Now, Draco felt like vomiting up every single swarming emotion in his body, to give in to the total numbness he loved.

The parcel was amazingly Muggle for Hogwarts; London's stamp with a profile of Queen Elizabeth, his name written in ballpoint and a little strip which you licked to create adhesive. He had seen half-blood students do it when replying to their mail in the Great Hall. The whole activity repulsed him.

Inside was something that Draco had never seen before. A small plastic rectangle fell out onto his lap after he slid open the side of the envelope. He picked it up and turned it over, feeling along the sides of the little brick and coming to a pair of buttons.

The noise it then produced made the boy jump and fall back on his bed. It rang much like a little boiling kettle, or an examination bell, and a panel slid off to reveal more buttons. Draco held it up to his nose, looking into the green glass screen.

"There isn't much time." A composed voice shouted at him from the mobile phone, and Draco held it uncertainly up to his ear.

"I don't know what you are, what you are capable of or how I am going to get you out of that place. Can you tell me where you are?" Draco looked around his bedroom, not sure of where to start.

"This isn't going to be easy. I have never done something like this before. All of your signals are confusing me. It really should have been straight forward, but I can't find an opening. Draco, just try and tell me where you are..." She was getting faster and faster, anxiety building in her often composed voice.

Draco squinted his eyes. "Why is this going to be so difficult? You told me that it was all going to be okay." The relief of Trinity's contact was being drained by her speeding talk.

"Don't ask me questions, Draco; everything is going to be okay. Before, it all seemed as if it would go as usual, but now things have changed, simply that. You aren't a normal human, are you Draco?"

"Of course I am."

"You aren't one of us either.
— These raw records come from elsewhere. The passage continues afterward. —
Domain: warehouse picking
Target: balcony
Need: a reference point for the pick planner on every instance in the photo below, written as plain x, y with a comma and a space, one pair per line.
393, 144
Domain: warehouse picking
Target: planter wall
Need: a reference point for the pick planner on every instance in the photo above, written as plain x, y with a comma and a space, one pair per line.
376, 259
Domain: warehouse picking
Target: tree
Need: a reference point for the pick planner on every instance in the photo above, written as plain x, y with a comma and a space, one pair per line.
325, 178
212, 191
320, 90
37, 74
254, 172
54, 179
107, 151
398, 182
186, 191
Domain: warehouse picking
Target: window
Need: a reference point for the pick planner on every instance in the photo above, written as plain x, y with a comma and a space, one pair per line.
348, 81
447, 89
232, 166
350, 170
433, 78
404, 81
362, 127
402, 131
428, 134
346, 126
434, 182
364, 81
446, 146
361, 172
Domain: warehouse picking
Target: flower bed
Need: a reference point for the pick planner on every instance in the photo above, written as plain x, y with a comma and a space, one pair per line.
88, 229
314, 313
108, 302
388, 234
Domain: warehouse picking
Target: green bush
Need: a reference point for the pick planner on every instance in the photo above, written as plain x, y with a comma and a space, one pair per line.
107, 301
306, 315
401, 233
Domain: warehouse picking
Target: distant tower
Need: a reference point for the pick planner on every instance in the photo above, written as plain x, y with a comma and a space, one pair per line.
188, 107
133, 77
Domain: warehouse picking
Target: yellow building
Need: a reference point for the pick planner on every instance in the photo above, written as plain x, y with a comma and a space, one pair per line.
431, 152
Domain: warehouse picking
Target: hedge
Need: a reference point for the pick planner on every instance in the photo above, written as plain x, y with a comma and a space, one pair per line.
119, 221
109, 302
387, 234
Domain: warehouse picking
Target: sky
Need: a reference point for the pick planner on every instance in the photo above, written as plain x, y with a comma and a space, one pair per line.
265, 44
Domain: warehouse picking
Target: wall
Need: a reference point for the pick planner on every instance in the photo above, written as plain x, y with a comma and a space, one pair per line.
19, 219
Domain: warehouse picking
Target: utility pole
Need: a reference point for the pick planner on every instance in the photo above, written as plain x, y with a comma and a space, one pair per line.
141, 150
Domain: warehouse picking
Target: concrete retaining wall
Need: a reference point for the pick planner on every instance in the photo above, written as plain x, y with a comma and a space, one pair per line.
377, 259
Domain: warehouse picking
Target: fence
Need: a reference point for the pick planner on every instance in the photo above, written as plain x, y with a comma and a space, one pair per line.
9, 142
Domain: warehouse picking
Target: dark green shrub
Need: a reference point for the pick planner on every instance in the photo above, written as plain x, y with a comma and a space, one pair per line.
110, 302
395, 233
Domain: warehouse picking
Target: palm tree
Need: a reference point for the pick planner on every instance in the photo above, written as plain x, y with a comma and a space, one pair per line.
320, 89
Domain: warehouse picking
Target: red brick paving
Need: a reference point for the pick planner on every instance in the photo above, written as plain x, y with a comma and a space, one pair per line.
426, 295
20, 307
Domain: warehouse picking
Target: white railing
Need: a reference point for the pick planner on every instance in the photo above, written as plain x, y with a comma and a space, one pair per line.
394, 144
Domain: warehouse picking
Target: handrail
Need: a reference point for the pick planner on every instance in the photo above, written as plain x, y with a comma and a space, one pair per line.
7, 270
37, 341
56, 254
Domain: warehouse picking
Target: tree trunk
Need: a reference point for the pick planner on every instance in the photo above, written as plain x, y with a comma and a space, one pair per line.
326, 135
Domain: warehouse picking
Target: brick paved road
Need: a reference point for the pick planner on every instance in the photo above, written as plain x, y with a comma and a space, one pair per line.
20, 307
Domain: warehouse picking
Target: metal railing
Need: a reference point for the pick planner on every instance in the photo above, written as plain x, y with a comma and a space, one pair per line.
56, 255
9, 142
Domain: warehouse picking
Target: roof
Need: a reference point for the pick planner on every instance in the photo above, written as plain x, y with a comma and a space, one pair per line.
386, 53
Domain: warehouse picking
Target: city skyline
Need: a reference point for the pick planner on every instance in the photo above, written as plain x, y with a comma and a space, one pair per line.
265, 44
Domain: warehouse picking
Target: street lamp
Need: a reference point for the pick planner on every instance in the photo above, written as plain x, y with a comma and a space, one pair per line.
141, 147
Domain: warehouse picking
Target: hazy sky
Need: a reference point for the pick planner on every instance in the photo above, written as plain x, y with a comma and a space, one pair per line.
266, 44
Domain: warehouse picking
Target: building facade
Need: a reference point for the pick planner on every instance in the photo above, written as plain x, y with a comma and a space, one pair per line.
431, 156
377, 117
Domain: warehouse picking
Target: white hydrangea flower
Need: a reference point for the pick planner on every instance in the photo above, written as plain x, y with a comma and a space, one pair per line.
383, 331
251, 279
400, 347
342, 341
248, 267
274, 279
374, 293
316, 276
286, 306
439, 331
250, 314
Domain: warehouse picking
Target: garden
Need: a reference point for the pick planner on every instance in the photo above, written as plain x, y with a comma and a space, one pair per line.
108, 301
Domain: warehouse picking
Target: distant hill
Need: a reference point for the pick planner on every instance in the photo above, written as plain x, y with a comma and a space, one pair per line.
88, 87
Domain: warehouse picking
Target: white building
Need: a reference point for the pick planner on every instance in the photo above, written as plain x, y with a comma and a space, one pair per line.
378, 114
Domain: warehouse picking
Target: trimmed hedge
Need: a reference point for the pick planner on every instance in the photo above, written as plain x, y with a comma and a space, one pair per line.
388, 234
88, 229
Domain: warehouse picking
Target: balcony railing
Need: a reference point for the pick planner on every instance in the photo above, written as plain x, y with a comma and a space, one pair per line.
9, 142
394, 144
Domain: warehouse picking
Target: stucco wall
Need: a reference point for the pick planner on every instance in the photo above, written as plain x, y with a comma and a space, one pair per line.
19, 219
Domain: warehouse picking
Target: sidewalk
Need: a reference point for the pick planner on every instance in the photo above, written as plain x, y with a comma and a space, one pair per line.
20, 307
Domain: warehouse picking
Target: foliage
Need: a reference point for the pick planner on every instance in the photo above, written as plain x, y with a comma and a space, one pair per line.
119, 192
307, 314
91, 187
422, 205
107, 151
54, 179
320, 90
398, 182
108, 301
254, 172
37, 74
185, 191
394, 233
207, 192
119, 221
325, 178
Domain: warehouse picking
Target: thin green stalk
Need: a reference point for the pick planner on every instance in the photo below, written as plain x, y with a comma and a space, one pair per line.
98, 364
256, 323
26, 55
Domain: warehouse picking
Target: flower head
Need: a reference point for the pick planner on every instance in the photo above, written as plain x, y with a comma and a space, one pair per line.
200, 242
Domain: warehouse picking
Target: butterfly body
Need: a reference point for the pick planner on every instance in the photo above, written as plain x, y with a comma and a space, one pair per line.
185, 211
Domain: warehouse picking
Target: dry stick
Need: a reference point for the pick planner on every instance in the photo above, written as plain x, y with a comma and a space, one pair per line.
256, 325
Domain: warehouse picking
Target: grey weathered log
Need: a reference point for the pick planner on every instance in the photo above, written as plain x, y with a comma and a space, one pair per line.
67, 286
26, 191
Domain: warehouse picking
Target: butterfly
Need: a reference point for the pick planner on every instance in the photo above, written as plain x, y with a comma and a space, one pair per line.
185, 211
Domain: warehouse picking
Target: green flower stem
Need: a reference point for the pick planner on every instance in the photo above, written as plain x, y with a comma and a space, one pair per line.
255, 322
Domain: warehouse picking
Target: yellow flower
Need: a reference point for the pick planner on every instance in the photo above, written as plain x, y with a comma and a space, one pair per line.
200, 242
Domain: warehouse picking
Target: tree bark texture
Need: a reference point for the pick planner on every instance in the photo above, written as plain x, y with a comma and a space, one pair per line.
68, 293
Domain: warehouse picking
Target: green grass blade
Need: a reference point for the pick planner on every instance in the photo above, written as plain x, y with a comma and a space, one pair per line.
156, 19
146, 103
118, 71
And I don't think that you are one of them..."

"Who are they? I am a wizard, is that what you mean? How is that a problem?"

She sighed, as if in fear of something, but not actually sure of the danger. "That is exactly what I mean. You are going to need to help me; I don't know what wizards are. I have never rescued people like you before, I don't know how. Everything is different this time. I can't even reach you. At the start it was easy, but now there is a barrier. You feel like them."

"Like who?"

"Don't ask me questions. You feel like the enemy, Draco, for God's sake! Listen to me. Look around you. Try to remember everything that you see. This is going to be very difficult. It's going to be okay, but normally, it is such a risk. Now, we are most definitely out of the ordinary. You are going to have to tell me everything possible about that place when I reach you."

Draco agreed solemnly.

"Is the other boy coming?"

"Harry?"

"Yes, Harry," she agreed with exasperation, "Go to him. We have hardly another ten minutes. They know that I am coming for you, and they have the huge advantage of already knowing who I am and what I can do. I, on the other hand, I don't know what wizards are capable of. And I don't really have the faintest idea who the hell they are..."
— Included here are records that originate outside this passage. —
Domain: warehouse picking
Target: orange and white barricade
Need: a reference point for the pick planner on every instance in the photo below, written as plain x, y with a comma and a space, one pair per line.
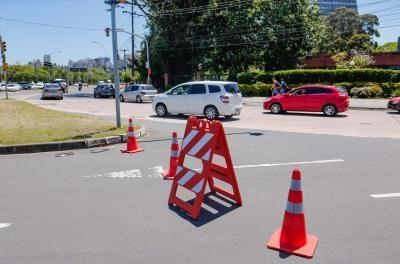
202, 140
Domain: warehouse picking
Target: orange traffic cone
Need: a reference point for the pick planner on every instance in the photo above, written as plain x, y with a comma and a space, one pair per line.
292, 238
131, 144
173, 161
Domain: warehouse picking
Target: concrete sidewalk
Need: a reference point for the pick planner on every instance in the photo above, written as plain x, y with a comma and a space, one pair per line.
370, 104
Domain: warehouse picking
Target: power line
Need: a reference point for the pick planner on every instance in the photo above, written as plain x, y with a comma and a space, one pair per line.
49, 25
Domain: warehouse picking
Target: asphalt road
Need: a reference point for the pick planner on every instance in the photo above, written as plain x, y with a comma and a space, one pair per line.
358, 123
101, 206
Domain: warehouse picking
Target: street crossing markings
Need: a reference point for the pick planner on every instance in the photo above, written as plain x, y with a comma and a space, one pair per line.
385, 195
4, 225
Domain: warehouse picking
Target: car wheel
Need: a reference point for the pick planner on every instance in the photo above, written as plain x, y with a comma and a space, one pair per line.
276, 108
329, 110
211, 112
161, 110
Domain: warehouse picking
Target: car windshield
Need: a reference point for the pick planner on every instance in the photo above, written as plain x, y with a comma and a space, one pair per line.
232, 88
341, 89
148, 88
52, 86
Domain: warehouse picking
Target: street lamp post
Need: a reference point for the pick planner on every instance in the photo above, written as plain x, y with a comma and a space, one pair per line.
147, 51
113, 4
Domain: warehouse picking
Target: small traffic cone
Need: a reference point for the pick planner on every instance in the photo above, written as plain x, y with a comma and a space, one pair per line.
173, 161
131, 144
292, 238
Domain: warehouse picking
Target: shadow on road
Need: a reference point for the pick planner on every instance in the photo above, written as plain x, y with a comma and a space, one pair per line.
305, 114
216, 202
185, 117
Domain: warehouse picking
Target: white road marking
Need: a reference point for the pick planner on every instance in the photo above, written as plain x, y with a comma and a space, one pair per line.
155, 172
385, 195
288, 163
4, 225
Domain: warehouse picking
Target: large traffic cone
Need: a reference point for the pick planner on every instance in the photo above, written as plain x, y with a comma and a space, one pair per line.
131, 144
173, 160
292, 238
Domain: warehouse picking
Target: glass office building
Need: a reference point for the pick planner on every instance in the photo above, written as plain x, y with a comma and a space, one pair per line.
328, 6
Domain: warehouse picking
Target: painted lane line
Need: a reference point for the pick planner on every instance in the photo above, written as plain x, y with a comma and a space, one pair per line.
385, 195
137, 173
288, 163
4, 225
155, 172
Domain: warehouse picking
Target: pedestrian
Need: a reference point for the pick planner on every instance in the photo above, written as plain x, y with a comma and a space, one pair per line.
284, 88
275, 87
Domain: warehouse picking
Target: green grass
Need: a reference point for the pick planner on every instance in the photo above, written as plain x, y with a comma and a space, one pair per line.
22, 123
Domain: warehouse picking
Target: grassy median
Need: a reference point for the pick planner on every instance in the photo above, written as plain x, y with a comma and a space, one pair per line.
22, 123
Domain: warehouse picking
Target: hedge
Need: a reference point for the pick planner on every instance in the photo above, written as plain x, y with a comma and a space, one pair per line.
293, 77
358, 89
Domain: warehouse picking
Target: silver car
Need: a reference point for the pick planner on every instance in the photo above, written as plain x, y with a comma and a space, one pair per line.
138, 93
52, 91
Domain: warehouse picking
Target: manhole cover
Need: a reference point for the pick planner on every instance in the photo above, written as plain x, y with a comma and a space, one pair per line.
98, 150
59, 155
256, 134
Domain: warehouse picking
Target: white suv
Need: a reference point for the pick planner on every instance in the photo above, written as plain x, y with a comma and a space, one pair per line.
209, 98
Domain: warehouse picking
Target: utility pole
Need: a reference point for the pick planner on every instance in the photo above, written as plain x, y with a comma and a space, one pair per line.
113, 4
3, 49
132, 13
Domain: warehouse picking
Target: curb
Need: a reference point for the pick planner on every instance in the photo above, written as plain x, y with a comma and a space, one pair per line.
68, 145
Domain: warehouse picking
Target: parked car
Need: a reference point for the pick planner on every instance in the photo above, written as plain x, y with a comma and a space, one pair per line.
209, 98
52, 90
394, 103
40, 85
13, 87
104, 90
63, 84
327, 99
138, 93
25, 85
"Go and ask Harry to find a telephone, quickly. He might be able to help us sort everything out." Draco stumbled over the word telephone, and she repeated it again slowly, "Don't ask me questions, Draco; I know this is hard but you have to work with me. Go and ask him to find a telephone."

"Tell him that it's for Trinity."

With that, she hung up the phone and Draco dropped it to the ground like a hot coal.

***

The Prophet stared into his desk, a broad oak bench weighed down by the great burden of his daily work and studies. He liked the new furnishings, his trusty companion on the right, the many talking portraits and his ever-refilling goblet. It was like something out of a myth. So long ago he had created what the humans called a 'children's fairy story', and now he was living inside one.

It was much nicer than the inner-city kitchen, than the powder green walls, than the waiting room full of endless, gifted children. Chanting spells and mixing potions instead of baking cookies was a change for the better. Yet, he had kept the glasses, and he had kept the flowers. He had even kept the sign above his doorway, for all of the students to read as they left the office. His favourite piece of advice.

"Temet Nosce - Know Thyself."

But he had got rid of the apron and the Mediterranean skin. Most importantly, he was now a male. The Oracle was now known as The Prophet, overseer of the ones that got away. Morpheus, Trinity and Neo.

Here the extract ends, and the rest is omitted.